Ce disque est le premier d’une série de beats à destinations des Mc, lyricist, writer, novelist, journalist, author, toaster or anyone who wants to contaminate it, première sortie de son propre label Sounds Of Echolaly. Revenu à un hip-hop plus régulier après la dissolution des thugzZ, Tommy n’y endosse pas pour autant le costume du producteur moyen et manipule un hip-hop qui menace d’imploser en entraînant le monde à sa perte. Ainsi, ce recueil de sons sans ligne directrice vise d’emblée le chaos. La ligne est coupée. Personne ne répond à personne et tout part en vrille. Une vrille qui pénètre de force, un sac de sons ébouriffés enfournés dans les oreilles à la pelle, la seule manière qui vaille, d’ailleurs. Et Tommy met ses théories à l’oeuvre, taille des beats pour d’hypothétiques rimes sans leur laisser aucun espace pour se placer et annihile tout espoir de « chanson ». Car ce bonhomme fait des beats, pas des chansons, il se fout du chant, d’un quelconque format et d’un refrain. D’une orthodoxie à 16 mesures et des guitares interdites (« Fume-toi, ta mère est à vendre »). Les rares harmonies qui habitent ce chaos sont gorgées de troubles, il les cultive sur de fausses machines et se fout que son rap soit beau. Le rap n’est fait que pour casser des têtes, pour soigner des cerveaux flingués. Et Tommy jette des slap secs sur des caisses tranchantes (Speed cats), marque les cerveaux au fer rouge en déchirant des breakbeats sourds qui fracturent les tympans. Et si un funk poussiéreux émeut sur Blufunk baby !, il le brise, volontairement. Effleurant un hip-hop plus calme sur Feel the canicule ou My skin is velours, il ne se penche que sur des mélodies inquiétantes, déglingue les beats, brouille tout, tout le temps, et flingue le hip-hop comme il flingue le reste. Tommy est un type sans carapace qui hurle en permanence, une espèce de nerf cervical frotté à l’acide. « Toujours pas d’carapace / Une entaille, à la place », sample-t-il sur l’inquiétant HIV negative. Seuls, deux rappeurs se risquent sur ces sons de brute. Le français MKH, un soldat fâché déjà remarqué sur The Computer crash, droppe deux freestyles que le producteur superpose, tandis que MF Doom adapte un textes aux dimensions de The B-boy was a duck.

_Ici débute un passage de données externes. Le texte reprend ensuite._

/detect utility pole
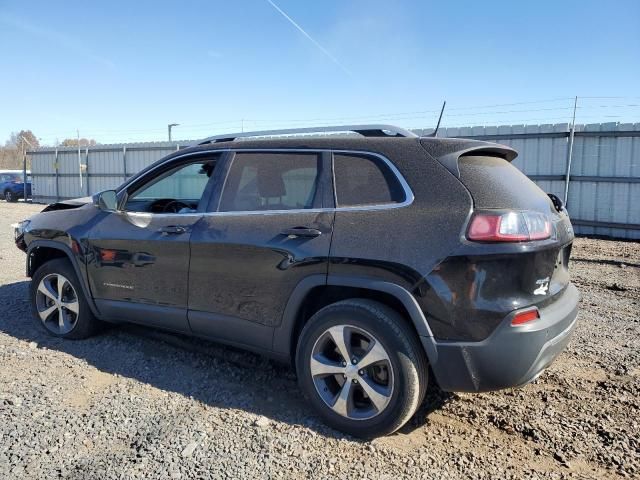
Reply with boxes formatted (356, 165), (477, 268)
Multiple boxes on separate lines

Mais au fond, les beats de Tommy n’ont même pas besoin de Mc. Le Mc ne tient pas dessus. Rien ne tient, tout tremble. Tommy vise le chaos, ne retient rien, délivre l’expression la plus pure et la plus brute qui puisse sortir de lui. Le rythme du rap, ce chaos binaire, existe ainsi pour nous sauver. Cathartiques, le premier et le deuxième temps. Le premier vient du funk, il te défonce. Tu tombes, tu te paumes dans la mesure. Le second te bloque. Net. Te casse en miettes. Cette rythmique fracasse nos crânes comme une envie d’expirer, d’expectorer tous les démons et de vomir, à chaque fois que la grosse caisse frappe. Tommy en a saisi l’essence, et fait vomir le monde, il le purge. Son disque est l’expression la plus parfaite de ce qui se passe dans nos crânes. Le son de l’âme, l’essence. Le cri.